Un niño se mece impaciente. Ya se sabe la cantaleta de memoria.

—¿Pero entonces, qué somos? —insiste. La madre lo mira con desaprobación, que rápidamente torna en temor ante la mirada ajena. En un gesto protector abraza a su hijo y pide disculpas. La anciana es sabia y calla. Sabe que su silencio atraerá otros silencios, y tras juntar a una buena cantidad, los rompe con el castañeo de sus maracas de madera. La sesión ha terminado. El grupo se disuelve entre murmullos. La líder permanece inmóvil, con la frente en alto y la mirada severa procurando intimidar al niño curioso. Éste la enfrenta en respetuoso silencio. Se miden el uno al otro. A los demás, les llega el descanso. A ellos, el rocío. La luna se rinde ante el sol y el pequeño permanece firme. No se irá sin su respuesta.

«Es el indicado» decide, finalmente, la mujer. Aguarda con paciencia el momento en que los cuerpos no hacen sombra y, recién entonces, con tan sólo un gesto de su dedo índice compensa las horas perdidas, a la vez que acorta la distancia que los separa. Junto al collar de huesos y plumas de ñandú, entrega al flamante heredero la verdad por la que ha luchado. El secreto se desliza de sus labios agrietados hasta los oídos expectantes del pequeño. Éste escucha y asiente en compartida soledad. No parece ofuscado, ni siquiera sorprendido. No hace observaciones superfluas.

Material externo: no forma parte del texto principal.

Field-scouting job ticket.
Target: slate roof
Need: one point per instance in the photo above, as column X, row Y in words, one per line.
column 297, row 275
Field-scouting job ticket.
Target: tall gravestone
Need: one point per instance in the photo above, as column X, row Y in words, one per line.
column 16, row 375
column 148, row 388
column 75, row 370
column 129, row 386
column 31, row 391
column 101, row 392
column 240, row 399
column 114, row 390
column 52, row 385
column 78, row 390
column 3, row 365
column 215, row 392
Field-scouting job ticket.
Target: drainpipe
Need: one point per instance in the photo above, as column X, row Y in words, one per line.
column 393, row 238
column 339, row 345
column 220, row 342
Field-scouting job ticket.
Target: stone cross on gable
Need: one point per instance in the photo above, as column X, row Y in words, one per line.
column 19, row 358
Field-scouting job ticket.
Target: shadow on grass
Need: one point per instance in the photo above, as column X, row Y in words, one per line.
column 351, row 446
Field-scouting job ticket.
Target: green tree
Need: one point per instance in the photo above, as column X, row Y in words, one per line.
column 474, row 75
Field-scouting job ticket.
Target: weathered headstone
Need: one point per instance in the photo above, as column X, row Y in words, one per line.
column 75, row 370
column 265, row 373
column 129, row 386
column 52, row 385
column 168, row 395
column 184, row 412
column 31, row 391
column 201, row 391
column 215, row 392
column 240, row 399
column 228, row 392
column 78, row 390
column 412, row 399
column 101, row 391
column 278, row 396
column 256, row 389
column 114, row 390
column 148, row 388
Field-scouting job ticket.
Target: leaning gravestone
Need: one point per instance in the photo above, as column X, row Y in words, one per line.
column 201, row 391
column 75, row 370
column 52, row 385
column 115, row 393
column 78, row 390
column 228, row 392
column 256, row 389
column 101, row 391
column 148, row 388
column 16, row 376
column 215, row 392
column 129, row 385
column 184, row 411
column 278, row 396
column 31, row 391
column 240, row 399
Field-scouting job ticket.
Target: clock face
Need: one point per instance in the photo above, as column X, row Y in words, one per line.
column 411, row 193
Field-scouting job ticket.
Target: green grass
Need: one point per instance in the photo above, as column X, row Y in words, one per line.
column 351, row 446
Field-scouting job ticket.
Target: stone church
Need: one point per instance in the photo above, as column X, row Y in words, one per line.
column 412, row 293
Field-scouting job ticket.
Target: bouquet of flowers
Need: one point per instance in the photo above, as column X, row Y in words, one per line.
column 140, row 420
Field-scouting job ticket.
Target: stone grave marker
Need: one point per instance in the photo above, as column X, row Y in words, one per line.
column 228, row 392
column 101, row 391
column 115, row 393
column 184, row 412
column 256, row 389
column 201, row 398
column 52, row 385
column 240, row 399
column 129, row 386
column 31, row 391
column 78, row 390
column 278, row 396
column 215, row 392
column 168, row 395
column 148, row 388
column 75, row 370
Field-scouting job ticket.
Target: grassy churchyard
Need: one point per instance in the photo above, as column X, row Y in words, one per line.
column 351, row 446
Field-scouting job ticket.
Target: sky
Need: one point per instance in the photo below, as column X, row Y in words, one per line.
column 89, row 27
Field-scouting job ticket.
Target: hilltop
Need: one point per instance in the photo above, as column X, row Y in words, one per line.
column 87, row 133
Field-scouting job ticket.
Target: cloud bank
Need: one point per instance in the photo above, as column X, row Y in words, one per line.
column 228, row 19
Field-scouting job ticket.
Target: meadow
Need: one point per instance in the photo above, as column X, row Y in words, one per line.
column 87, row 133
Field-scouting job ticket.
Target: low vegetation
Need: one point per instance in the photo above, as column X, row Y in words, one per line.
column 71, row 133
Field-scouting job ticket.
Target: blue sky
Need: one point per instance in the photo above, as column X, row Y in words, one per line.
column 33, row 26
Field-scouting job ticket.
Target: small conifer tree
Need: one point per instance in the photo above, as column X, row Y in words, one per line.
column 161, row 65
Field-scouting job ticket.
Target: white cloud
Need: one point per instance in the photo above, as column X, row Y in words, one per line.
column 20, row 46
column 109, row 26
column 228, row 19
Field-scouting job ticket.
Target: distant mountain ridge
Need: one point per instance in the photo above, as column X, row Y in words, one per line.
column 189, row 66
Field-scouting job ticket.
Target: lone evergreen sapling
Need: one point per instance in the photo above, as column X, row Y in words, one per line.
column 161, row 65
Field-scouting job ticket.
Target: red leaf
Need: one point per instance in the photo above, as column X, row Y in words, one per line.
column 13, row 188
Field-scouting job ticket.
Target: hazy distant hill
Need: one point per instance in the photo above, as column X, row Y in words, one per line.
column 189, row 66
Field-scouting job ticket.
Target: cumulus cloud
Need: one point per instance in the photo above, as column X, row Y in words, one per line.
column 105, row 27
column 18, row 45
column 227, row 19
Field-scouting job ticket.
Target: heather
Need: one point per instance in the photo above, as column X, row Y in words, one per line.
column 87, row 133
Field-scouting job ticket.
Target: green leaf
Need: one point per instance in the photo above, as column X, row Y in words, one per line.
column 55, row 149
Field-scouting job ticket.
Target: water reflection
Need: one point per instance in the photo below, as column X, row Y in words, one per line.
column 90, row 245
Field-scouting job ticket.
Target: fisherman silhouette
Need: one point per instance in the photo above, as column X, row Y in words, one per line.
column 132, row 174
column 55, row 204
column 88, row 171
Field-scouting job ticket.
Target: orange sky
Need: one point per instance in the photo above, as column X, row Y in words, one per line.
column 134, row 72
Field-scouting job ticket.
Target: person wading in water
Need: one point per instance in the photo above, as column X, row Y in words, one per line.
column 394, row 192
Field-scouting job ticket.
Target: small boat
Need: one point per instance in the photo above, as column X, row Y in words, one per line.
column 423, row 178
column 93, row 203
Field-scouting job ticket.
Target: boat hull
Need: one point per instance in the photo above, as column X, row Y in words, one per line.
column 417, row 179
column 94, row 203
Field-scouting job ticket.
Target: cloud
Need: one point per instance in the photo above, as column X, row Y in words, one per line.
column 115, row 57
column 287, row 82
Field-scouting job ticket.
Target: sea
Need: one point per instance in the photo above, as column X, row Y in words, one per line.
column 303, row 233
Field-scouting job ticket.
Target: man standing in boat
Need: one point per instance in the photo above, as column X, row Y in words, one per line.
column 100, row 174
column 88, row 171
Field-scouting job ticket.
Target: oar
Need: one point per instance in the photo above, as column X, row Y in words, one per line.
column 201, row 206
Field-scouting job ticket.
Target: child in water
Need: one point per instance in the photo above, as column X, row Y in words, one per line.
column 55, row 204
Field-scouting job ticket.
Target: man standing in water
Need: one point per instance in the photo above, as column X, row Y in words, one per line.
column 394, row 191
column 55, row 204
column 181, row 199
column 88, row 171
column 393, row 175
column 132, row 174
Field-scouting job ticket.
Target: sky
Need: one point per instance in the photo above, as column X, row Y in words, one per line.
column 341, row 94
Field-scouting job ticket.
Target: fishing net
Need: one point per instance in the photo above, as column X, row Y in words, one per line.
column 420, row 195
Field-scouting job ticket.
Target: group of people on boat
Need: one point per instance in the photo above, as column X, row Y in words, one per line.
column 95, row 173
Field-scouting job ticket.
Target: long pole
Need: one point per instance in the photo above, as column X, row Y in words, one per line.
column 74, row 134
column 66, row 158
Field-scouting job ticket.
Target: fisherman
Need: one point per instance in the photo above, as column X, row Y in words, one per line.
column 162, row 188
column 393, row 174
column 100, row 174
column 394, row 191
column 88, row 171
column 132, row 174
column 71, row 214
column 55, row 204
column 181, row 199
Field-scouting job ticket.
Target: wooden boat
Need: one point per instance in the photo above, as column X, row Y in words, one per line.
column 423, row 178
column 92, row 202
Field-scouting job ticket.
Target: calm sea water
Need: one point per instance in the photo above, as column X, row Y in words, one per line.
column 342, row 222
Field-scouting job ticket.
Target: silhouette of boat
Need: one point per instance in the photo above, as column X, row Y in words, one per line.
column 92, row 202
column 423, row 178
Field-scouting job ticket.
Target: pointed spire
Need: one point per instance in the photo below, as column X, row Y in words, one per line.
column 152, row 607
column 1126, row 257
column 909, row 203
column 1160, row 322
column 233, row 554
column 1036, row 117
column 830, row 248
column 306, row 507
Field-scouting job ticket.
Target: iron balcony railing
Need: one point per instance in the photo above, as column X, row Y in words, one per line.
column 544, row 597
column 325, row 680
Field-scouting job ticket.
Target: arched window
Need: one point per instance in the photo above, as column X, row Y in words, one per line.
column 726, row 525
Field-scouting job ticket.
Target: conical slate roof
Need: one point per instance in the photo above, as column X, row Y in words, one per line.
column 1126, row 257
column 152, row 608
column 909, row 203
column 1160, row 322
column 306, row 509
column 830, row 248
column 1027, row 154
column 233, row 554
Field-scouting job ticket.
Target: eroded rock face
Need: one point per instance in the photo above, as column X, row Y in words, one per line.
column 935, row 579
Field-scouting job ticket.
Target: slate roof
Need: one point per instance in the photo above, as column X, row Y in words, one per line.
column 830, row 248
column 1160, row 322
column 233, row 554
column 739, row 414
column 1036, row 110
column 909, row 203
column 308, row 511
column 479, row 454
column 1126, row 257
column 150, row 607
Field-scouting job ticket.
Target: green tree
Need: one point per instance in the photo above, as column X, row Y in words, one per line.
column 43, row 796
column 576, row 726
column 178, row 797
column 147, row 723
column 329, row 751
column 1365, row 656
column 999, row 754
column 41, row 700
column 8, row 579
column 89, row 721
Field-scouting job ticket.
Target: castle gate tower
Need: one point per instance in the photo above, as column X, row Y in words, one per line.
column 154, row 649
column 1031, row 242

«Será mucho mejor que yo». La idea apenas se posa en el anciano cerebro y ya vuela lejos, mientras el enjuto cuerpo aterriza de espaldas entre las flores silvestres. Por unos pocos meses volverá a ser niña. Liviana y risueña compartirá juegos y corridas con los jóvenes del pueblo (pero nunca jamás con el niño del collar) y se burlará de su propia joroba y sus rodillas inflamadas (después de todo, ¿qué es el dolor?). Descubrirá tonalidades verdosas y rojizas en las plumas de los cuervos, limará sus callos en las infinitas piedrecillas de mar. Labrará una colección de muñequitas de barro y paja que olvidará en el bosque. El último día de primavera abandonará a los suyos, recostándose nuevamente sobre sus espaldas; carne sonriente que será hueso y que será polvo.

Pasan las estaciones incontables veces. El niño cuestionador ya no existe. En su lugar, un hombre de mirada estoica y collar ajeno visita la tumba de la vieja. «Qué vida gris me has dejado, mi niña anciana» le reprocha con flores que repone cada diez días. Por las noches repite ante la fogata los mismos cantos, las mismas explicaciones, en busca de un sucesor que tarda en revelarse. Hace tiempo que no se pregunta «¿por qué él?». Hace tiempo que no se pregunta nada. Ahora, sólo da respuestas falsas. Y espera. Espera al próximo guardián del secreto.

«Resulta que no somos nada» se desahoga ante su único confidente, el viento.